You will play a pivotal role in developing and supporting application solutions, resolving production issues, and performing testing activities. Collaborating closely with client personnel and other teams, you will contribute to identifying functional requirements and designing tailored solutions.
Responsibilities:
1. Design, build, and maintain highly reliable and scalable systems in a hybrid multi cloud environment based on Red Hat OpenShift.
2. Collaborate with cross-functional teams to analyze business needs, advise, and design well-engineered information systems.
3. Focus on Automation, Reliability, Performance, and Security of services, ensuring a flawless experience for users.
4. Develop and implement strategies for system resilience, disaster recovery, and business continuity.
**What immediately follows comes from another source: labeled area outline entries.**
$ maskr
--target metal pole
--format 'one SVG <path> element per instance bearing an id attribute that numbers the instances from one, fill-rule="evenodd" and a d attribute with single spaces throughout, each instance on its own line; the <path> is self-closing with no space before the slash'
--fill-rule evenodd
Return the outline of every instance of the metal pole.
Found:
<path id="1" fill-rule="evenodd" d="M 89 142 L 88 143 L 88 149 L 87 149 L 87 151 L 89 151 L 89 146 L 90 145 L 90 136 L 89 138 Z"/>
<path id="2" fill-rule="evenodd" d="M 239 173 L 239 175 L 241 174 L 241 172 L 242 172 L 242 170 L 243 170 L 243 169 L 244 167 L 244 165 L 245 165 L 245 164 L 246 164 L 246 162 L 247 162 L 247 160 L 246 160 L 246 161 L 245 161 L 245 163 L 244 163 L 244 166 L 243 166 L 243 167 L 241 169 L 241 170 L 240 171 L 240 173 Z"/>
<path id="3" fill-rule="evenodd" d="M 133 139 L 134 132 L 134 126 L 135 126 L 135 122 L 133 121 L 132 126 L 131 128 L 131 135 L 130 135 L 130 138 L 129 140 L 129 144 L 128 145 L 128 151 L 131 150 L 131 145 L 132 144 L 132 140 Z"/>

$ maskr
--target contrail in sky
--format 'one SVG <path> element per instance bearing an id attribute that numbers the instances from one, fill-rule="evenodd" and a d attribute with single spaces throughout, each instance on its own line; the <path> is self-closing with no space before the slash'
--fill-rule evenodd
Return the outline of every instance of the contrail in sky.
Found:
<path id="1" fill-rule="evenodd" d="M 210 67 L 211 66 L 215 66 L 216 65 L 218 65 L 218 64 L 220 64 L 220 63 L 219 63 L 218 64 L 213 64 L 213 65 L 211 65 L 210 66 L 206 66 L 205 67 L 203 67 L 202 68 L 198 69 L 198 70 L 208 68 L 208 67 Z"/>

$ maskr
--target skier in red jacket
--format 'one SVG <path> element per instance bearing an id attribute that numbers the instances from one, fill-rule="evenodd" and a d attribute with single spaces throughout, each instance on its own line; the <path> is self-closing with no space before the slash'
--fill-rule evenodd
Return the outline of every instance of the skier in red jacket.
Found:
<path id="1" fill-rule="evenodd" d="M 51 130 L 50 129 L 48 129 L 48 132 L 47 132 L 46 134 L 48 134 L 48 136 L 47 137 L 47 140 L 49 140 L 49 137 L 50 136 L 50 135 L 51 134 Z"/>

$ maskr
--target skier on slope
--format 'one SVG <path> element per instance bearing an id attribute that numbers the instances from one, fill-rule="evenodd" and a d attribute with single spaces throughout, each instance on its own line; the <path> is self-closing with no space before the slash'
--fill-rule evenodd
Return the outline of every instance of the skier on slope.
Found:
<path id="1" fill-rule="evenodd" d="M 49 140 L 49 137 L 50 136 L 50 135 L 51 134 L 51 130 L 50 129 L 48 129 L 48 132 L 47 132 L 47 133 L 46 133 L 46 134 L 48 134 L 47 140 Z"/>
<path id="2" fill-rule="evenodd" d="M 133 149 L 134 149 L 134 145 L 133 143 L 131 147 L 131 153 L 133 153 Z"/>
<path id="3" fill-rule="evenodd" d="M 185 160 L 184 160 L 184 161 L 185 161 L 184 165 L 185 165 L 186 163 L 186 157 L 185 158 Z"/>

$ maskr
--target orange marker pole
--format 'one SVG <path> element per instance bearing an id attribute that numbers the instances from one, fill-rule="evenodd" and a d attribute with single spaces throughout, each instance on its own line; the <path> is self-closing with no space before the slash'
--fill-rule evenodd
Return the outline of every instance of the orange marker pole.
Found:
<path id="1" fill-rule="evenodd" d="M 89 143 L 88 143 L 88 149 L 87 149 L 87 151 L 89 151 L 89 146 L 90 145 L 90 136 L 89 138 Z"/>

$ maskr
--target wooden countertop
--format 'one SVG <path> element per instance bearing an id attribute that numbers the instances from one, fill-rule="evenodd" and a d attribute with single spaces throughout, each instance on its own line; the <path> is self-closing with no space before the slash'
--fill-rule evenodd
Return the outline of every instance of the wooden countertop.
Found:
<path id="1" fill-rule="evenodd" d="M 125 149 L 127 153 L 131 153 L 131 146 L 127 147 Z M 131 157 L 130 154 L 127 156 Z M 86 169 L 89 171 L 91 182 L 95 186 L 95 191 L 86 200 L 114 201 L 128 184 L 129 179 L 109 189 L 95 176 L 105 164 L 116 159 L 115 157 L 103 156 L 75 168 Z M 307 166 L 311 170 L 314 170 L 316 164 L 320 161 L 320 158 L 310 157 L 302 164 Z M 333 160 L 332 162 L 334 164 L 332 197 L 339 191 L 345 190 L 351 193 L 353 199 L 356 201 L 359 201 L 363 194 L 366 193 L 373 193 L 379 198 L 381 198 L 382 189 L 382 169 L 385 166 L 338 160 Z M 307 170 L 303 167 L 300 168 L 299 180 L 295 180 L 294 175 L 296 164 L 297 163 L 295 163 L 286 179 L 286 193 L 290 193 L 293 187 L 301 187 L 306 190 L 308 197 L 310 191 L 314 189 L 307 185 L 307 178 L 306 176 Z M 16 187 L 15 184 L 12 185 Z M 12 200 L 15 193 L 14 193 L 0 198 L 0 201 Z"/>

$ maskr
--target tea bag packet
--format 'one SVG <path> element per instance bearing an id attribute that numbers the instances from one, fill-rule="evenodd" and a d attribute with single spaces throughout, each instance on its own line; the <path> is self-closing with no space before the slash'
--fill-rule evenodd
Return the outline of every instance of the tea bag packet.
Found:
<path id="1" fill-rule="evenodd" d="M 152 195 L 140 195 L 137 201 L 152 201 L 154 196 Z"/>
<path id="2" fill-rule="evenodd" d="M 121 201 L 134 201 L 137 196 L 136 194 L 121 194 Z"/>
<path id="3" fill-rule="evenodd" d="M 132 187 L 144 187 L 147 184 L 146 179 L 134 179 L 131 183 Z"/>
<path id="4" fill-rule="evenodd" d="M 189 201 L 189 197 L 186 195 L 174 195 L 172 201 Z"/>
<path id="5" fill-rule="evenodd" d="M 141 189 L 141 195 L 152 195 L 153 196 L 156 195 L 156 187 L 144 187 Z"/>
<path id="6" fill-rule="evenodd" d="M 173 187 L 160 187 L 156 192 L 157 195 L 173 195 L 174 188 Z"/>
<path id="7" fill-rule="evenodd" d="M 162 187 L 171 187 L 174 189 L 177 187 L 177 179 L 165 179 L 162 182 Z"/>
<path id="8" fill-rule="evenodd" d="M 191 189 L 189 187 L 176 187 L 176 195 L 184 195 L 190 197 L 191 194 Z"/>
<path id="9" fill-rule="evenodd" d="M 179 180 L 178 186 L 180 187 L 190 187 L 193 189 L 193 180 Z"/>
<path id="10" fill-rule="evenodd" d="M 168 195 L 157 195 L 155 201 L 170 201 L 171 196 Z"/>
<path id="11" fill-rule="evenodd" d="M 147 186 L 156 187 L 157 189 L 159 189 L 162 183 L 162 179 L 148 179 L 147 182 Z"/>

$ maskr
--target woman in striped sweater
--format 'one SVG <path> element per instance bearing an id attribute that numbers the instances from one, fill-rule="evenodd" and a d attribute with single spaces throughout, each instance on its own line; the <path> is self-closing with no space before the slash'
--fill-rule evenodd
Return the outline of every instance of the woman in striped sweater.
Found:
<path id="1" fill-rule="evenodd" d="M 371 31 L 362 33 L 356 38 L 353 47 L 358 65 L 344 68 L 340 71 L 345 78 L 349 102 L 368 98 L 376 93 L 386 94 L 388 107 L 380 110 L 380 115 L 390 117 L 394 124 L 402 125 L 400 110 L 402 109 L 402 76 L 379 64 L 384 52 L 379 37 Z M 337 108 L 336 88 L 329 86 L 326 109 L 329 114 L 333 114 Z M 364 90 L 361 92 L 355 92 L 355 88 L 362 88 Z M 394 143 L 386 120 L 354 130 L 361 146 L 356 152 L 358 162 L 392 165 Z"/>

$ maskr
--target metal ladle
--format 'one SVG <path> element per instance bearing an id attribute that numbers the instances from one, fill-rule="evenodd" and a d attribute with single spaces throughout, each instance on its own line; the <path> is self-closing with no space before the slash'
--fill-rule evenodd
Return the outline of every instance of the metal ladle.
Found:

5. Contribute to the creation of learning plans and training materials to share best practices and experiences of practicing SRE.
6. Mentor and guide junior SREs, helping them to broaden their skills and improve visibility on their career path.
7. Stay updated with the latest trends and advancements in SRE, cloud technologies, and container development.
1. Proven experience as a Site Reliability Engineer or similar role, with a strong focus on Infrastructure as Code, Public Cloud architecture, and Container development.
2. Deep skills in multiple domains, including software, programming, data structures, algorithms, and systems.
3. Experience operating software on internal and external infrastructure at scale.
4. Strong understanding of automation, reliability, performance, and security principles.
5. Familiarity with IBM Cloud platform and services is a plus.
6. Excellent problem-solving skills and the ability to think holistically about application availability and reliability.
7. Strong collaboration skills and the ability to work effectively with cross-functional teams.
8. Willingness to share knowledge and experiences, contributing to the SRE Center of Excellence.
- Proficiency in Cloud Architecture Concepts (AWS, Azure, GCP).
- Extensive experience in Infrastructure as Code using tools like Terraform, Ansible, or CloudFormation.
- Expertise in containerization and orchestration using Docker and Kubernetes.
- Advanced knowledge of Red Hat OpenShift or similar container orchestration platforms.
- Strong command of scripting languages such as Python, Bash, or Go.
- Familiarity with monitoring tools like Prometheus, Grafana, ELK Stack, and log aggregation tools.